Человеческий род, похожий на улей, на какую-то колонию, имеет преимущество перед породою бизонов и зимородков, быть может, только потому, что в нем занимаем некоторое место и мы. И тут, и там – только печальные автоматы. Но превосходство человека заключается в том, что он может достигнуть сознательности, которая доступна, однако, не всем. Достигнуть полного сознания – это значит понять свое отличие от других, свою связь с миром как связь исключительно животных интересов. Но между душами, находящимися на этой ступени, существует братское родство, не уничтожающее никаких различий, тогда как родство социальное основывается на единообразии.
Такое полное самосознание можно назвать оригинальностью души. Все это я сказал только для того, чтобы отметить категорию редких людей, к которым принадлежит Андре Жид.

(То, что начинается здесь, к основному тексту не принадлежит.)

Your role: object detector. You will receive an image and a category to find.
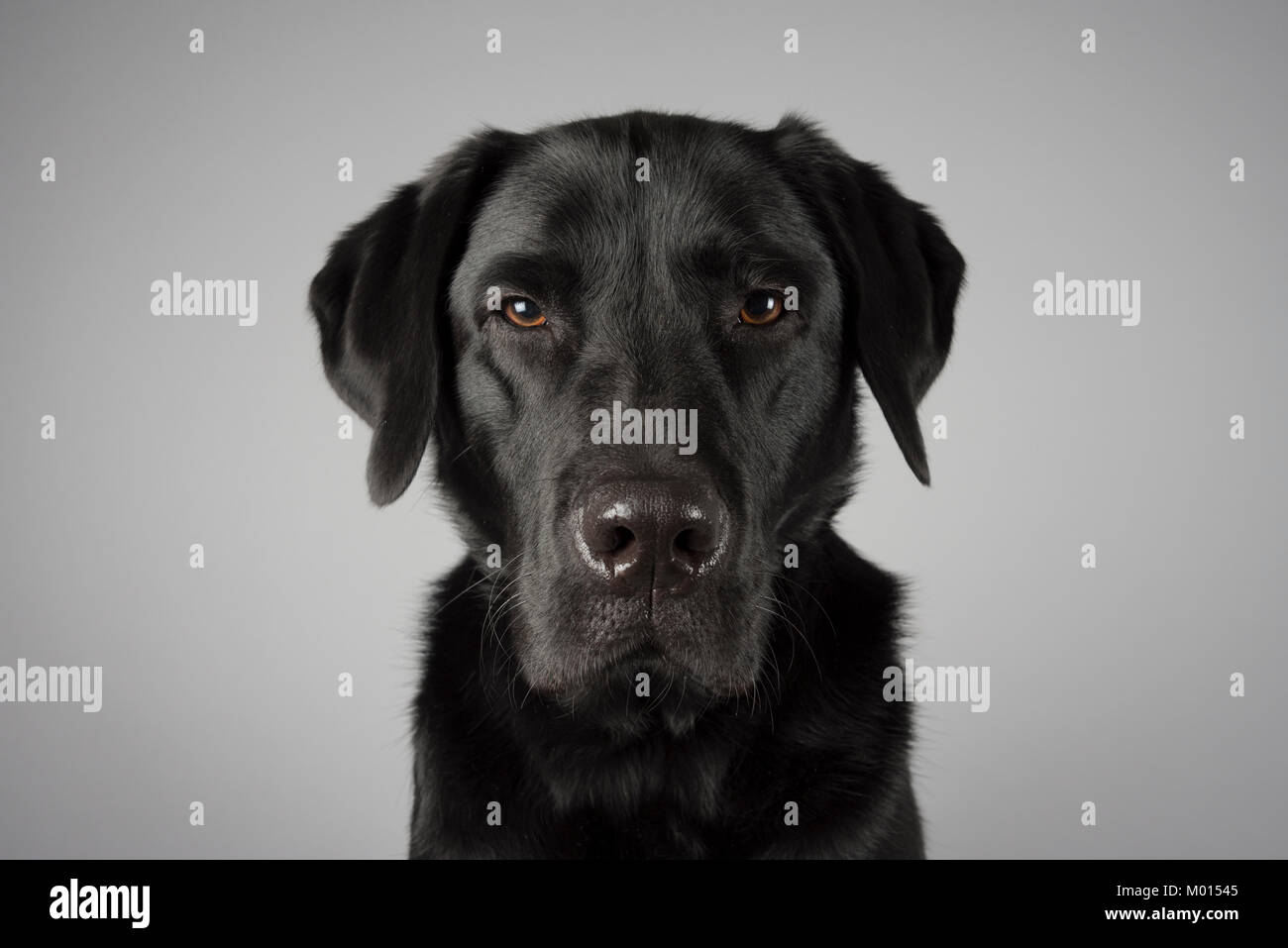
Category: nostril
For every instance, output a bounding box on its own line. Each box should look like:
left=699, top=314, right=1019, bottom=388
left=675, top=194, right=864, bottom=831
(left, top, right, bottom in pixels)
left=604, top=527, right=635, bottom=557
left=674, top=527, right=715, bottom=557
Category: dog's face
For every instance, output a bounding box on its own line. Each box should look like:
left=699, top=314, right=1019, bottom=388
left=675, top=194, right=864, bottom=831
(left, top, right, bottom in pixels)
left=310, top=113, right=963, bottom=699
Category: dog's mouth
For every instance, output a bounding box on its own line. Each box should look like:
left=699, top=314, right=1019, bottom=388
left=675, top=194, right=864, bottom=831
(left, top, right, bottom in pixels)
left=507, top=561, right=768, bottom=700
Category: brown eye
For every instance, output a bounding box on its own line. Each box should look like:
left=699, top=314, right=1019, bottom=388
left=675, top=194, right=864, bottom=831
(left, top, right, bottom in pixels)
left=501, top=296, right=546, bottom=330
left=738, top=290, right=783, bottom=326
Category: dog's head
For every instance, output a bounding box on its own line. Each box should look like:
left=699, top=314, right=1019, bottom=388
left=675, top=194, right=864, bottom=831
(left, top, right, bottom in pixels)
left=310, top=113, right=963, bottom=695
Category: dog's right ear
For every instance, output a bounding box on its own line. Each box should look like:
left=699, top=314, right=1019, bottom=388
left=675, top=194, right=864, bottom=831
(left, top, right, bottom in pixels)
left=309, top=130, right=512, bottom=506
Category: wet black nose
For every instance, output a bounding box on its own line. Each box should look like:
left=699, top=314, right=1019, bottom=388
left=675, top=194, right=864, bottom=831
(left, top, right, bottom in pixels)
left=574, top=480, right=729, bottom=596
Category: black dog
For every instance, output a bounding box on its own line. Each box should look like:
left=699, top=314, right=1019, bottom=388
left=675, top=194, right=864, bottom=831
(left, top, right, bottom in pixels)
left=309, top=112, right=965, bottom=857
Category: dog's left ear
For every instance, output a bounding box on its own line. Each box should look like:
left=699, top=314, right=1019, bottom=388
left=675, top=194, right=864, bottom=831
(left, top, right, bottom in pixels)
left=774, top=116, right=966, bottom=485
left=309, top=130, right=509, bottom=506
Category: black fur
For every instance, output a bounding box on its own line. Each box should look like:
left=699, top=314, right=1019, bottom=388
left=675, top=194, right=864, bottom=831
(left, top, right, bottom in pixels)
left=310, top=112, right=965, bottom=857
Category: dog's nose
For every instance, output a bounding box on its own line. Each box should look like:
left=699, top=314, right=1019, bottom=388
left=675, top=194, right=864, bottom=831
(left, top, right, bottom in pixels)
left=574, top=480, right=729, bottom=596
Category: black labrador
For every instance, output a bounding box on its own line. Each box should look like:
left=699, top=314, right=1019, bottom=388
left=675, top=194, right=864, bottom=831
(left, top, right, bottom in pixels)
left=309, top=112, right=965, bottom=858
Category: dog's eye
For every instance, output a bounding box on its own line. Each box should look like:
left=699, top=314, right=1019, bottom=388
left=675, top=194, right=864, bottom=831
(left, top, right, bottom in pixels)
left=501, top=296, right=546, bottom=330
left=738, top=290, right=783, bottom=326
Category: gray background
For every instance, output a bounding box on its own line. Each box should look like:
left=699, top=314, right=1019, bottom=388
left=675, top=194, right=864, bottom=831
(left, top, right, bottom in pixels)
left=0, top=0, right=1288, bottom=857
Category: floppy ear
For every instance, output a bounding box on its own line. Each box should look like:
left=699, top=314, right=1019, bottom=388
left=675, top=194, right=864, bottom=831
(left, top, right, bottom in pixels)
left=776, top=116, right=966, bottom=485
left=309, top=132, right=507, bottom=506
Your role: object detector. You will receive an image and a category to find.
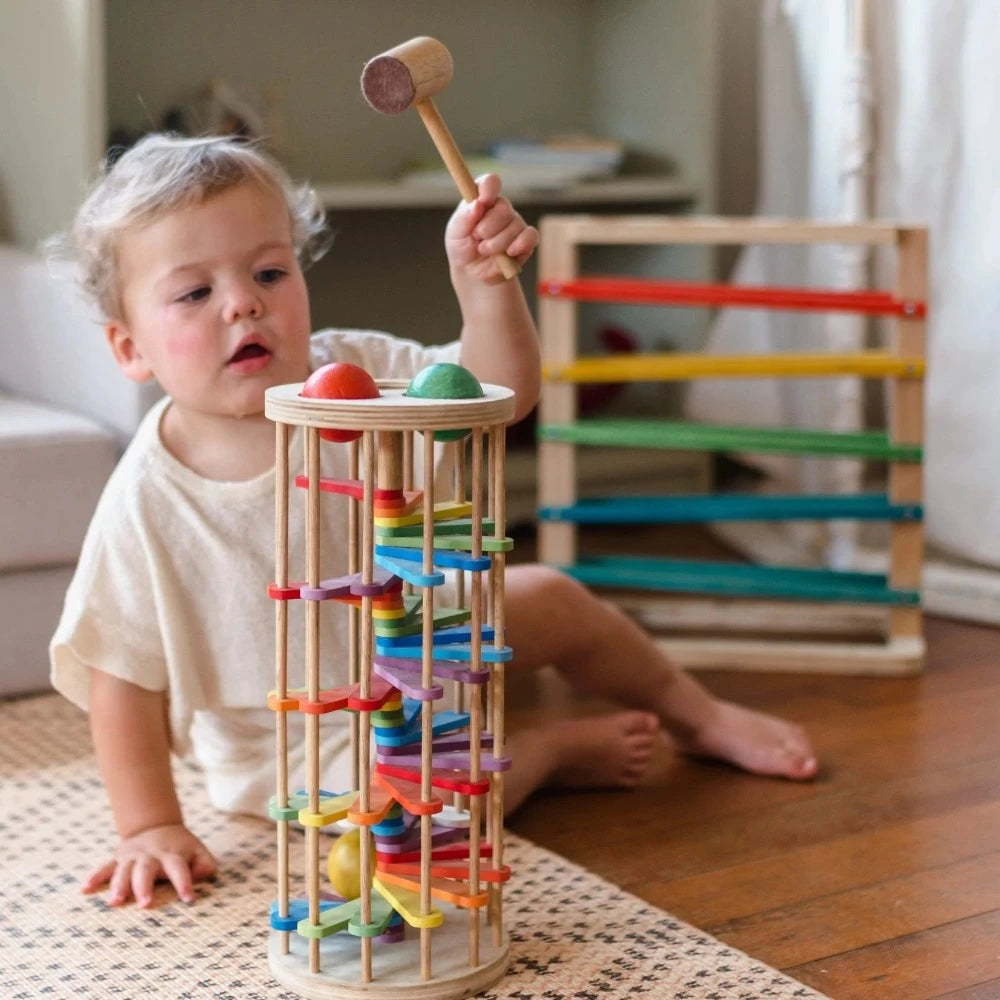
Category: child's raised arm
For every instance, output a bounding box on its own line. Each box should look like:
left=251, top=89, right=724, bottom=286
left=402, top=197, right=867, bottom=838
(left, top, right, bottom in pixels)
left=83, top=670, right=216, bottom=906
left=445, top=174, right=541, bottom=420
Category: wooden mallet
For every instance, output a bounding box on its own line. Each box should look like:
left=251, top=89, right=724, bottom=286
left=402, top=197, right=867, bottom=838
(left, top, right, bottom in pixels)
left=361, top=36, right=521, bottom=279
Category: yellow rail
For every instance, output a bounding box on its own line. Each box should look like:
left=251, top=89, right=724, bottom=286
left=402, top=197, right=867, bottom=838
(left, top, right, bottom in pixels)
left=543, top=351, right=925, bottom=382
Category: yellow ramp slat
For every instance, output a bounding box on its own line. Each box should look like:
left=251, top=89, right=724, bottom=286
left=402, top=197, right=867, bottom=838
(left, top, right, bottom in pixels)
left=375, top=500, right=472, bottom=528
left=372, top=875, right=444, bottom=927
left=378, top=871, right=489, bottom=919
left=544, top=351, right=925, bottom=382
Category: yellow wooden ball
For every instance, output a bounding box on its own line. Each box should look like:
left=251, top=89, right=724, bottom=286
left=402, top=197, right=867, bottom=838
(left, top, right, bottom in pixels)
left=326, top=827, right=372, bottom=899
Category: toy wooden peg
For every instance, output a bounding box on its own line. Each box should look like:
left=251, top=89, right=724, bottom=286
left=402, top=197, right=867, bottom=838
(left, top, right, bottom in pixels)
left=361, top=35, right=521, bottom=280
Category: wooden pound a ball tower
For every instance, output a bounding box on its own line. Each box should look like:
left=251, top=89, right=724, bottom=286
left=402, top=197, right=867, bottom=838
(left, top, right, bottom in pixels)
left=265, top=365, right=514, bottom=1000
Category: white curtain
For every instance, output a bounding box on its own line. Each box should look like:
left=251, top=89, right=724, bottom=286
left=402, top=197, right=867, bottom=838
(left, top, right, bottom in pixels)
left=688, top=0, right=1000, bottom=567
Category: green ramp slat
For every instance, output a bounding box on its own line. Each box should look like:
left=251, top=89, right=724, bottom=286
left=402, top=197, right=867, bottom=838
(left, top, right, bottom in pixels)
left=561, top=556, right=920, bottom=605
left=538, top=493, right=923, bottom=524
left=375, top=608, right=472, bottom=636
left=375, top=531, right=514, bottom=552
left=375, top=517, right=496, bottom=544
left=538, top=420, right=923, bottom=462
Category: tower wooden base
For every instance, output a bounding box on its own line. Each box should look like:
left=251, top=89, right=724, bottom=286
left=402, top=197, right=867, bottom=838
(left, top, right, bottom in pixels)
left=268, top=919, right=510, bottom=1000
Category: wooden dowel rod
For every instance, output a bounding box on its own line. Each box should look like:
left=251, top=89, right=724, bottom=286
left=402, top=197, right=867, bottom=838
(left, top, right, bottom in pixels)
left=274, top=421, right=290, bottom=955
left=305, top=427, right=320, bottom=973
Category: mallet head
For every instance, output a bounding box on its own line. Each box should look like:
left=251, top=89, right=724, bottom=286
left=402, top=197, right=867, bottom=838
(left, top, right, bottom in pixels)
left=361, top=35, right=454, bottom=115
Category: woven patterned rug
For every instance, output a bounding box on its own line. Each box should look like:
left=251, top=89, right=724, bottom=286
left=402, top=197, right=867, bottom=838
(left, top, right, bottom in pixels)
left=0, top=695, right=823, bottom=1000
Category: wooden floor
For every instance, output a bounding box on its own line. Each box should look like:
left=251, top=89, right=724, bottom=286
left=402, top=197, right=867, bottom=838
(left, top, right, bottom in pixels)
left=509, top=528, right=1000, bottom=1000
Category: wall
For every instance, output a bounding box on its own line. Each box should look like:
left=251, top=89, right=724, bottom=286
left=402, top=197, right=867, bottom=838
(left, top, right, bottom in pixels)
left=107, top=0, right=716, bottom=342
left=0, top=0, right=105, bottom=247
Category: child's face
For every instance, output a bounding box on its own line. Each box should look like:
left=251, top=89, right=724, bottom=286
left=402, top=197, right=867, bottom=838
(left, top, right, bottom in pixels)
left=106, top=183, right=310, bottom=417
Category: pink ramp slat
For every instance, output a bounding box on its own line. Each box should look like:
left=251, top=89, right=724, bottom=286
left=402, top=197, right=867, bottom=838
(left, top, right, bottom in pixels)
left=375, top=656, right=490, bottom=684
left=375, top=826, right=469, bottom=854
left=376, top=753, right=510, bottom=771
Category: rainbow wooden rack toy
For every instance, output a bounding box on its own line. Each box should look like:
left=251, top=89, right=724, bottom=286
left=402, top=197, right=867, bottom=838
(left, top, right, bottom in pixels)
left=539, top=216, right=927, bottom=674
left=265, top=366, right=514, bottom=1000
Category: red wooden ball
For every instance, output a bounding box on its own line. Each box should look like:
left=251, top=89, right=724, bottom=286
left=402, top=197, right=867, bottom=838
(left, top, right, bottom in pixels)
left=301, top=361, right=380, bottom=443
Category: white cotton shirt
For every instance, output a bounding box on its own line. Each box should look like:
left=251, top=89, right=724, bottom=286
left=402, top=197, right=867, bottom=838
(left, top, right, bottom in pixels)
left=49, top=330, right=459, bottom=815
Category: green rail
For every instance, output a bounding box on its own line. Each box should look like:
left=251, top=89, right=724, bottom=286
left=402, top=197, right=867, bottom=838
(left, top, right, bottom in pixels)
left=538, top=420, right=923, bottom=462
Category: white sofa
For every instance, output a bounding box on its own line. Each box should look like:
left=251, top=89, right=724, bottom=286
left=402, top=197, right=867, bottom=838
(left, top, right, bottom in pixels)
left=0, top=245, right=157, bottom=696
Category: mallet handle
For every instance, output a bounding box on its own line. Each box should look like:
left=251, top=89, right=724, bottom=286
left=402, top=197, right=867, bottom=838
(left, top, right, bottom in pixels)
left=415, top=97, right=521, bottom=281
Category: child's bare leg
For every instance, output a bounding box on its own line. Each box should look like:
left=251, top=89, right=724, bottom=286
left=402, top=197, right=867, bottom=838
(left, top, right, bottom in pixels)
left=506, top=565, right=817, bottom=779
left=503, top=712, right=663, bottom=814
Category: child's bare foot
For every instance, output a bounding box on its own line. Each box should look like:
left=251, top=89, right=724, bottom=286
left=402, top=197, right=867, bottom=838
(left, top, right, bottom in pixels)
left=672, top=701, right=818, bottom=780
left=504, top=712, right=663, bottom=813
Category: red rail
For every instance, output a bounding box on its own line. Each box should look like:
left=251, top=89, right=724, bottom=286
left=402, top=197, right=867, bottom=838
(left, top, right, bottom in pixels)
left=538, top=277, right=927, bottom=318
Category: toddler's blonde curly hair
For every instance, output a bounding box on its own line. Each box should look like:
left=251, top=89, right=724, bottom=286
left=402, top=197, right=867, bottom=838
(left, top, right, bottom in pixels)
left=62, top=133, right=329, bottom=317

Несчастье их заключается в том, что когда они хотят выразить себя, они делают это так странно, что толпа боится подойти к ним поближе. Они часто обречены вращаться в узком кругу идеального братства, и если изредка широкие массы принимают их в свою среду, то только как антикварную редкость, как живой материал для музеев. Слава их сводится к тому, что их любят и понимают издалека. На них смотрят как на пергаменты, которые находятся в витринах под стеклом. Но все это рассказано в «Paludes» [92] , в этой истории зверей, «живущих в мрачных пещерах и потерявших зрение, потому что они никогда им не могли пользоваться». Это рассказывается также в «Voyage d'Urien» [93] , только в более интимной и очаровательной форме. Это наивная история души, чрезвычайно сложной, интеллектуально настроенной и оригинальной.
Пьер Луис
В настоящее время наблюдается небольшое движение неопаганизма, натурализма, эротизма, мистического и материалистического, возрождение тех исключительно чувственных религий, в которых обоготворяется женщина вплоть до того, что есть в ней сексуально безобразного. При помощи метафор можно придать мягкую красоту бесформенному и обожествить иллюзию. Роман Марселя Батийля, молодого, неизвестного писателя, несмотря на все его крупные недостатки, быть может, наиболее любопытный образчик эротической религиозности, которая для приверженных сердец является какою-то мечтой, каким-то идеалом. Но пресловутым выражением этой тенденции была «Афродита» [94] Пьера Луиса, успех которой как бы задушил ароматом роз разные другие попытки возродить чувственную романтику.